Stage Listings

Pub date December 27, 2011

Stage listings are compiled by Guardian staff. Performance times may change; call venues to confirm. Reviewers are Robert Avila, Rita Felciano, and Nicole Gluckstern. Submit items for the listings at For further information on how to submit items for the listings, see Picks.



Absolutely San Francisco Alcove Theater, 414 Mason, Ste 502, SF; (415) 992-8168, $32-50. Thurs/29, 8pm. Not Quite Opera Productions presents Anne Nygren Doherty’s musical about San Francisco, with five characters all portrayed by Mary Gibboney.

*On the Air Pier 29 on the Embarcadero (at Battery), SF; (415) 438-2668, $117 and up (includes dinner). Wed/28-Fri/30, 6:15pm (also Wed/28, 11:30am); Sat/31, 8:30pm. Teatro ZinZanni’s final production at its longtime nest on Pier 29 is a nostalgia-infused banquet of bits structured around an old-time radio variety show, featuring headliners Geoff Hoyle (Geezer) and blues singer Duffy Bishop.
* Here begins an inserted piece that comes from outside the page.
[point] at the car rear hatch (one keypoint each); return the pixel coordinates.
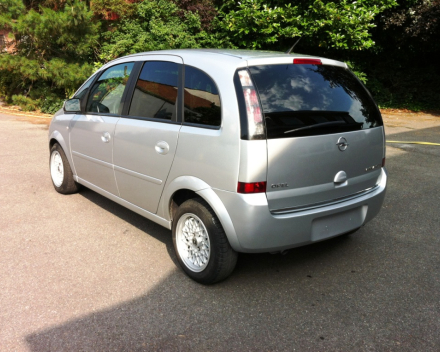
(325, 140)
If you haven’t seen juggling on the radio, for instance, it’s pretty awesome, especially with a performer like Bernard Hazens, whose footing atop a precarious tower of tubes and cubes is already cringingly extraordinary. But all the performers are dependably first-rate, including Andrea Conway’s comic chandelier lunacy, aerialist and enchanting space alien Elena Gatilova’s gorgeous “circeaux” act, graceful hand-balancer Christopher Phi, class-act tapper Wayne Doba, and radio MC Mat Plendl’s raucously tweeny hula-hooping. Add some sultry blues numbers by raunchy belter Bishop, Hoyle’s masterful characterizations (including some wonderful shtick-within-a-shtick as one-liner maestro “Red Bottoms”), a few classic commercials, and a healthy dose of audience participation and you start to feel nicely satiated and ready for a good cigar. Smoothly helmed by ZinZanni creative director Norm Langill, On the Air signals off-the-air for the popular dinner circus — until it can secure a new patch of local real estate for its antique spiegeltent — so tune in while you may. (Avila)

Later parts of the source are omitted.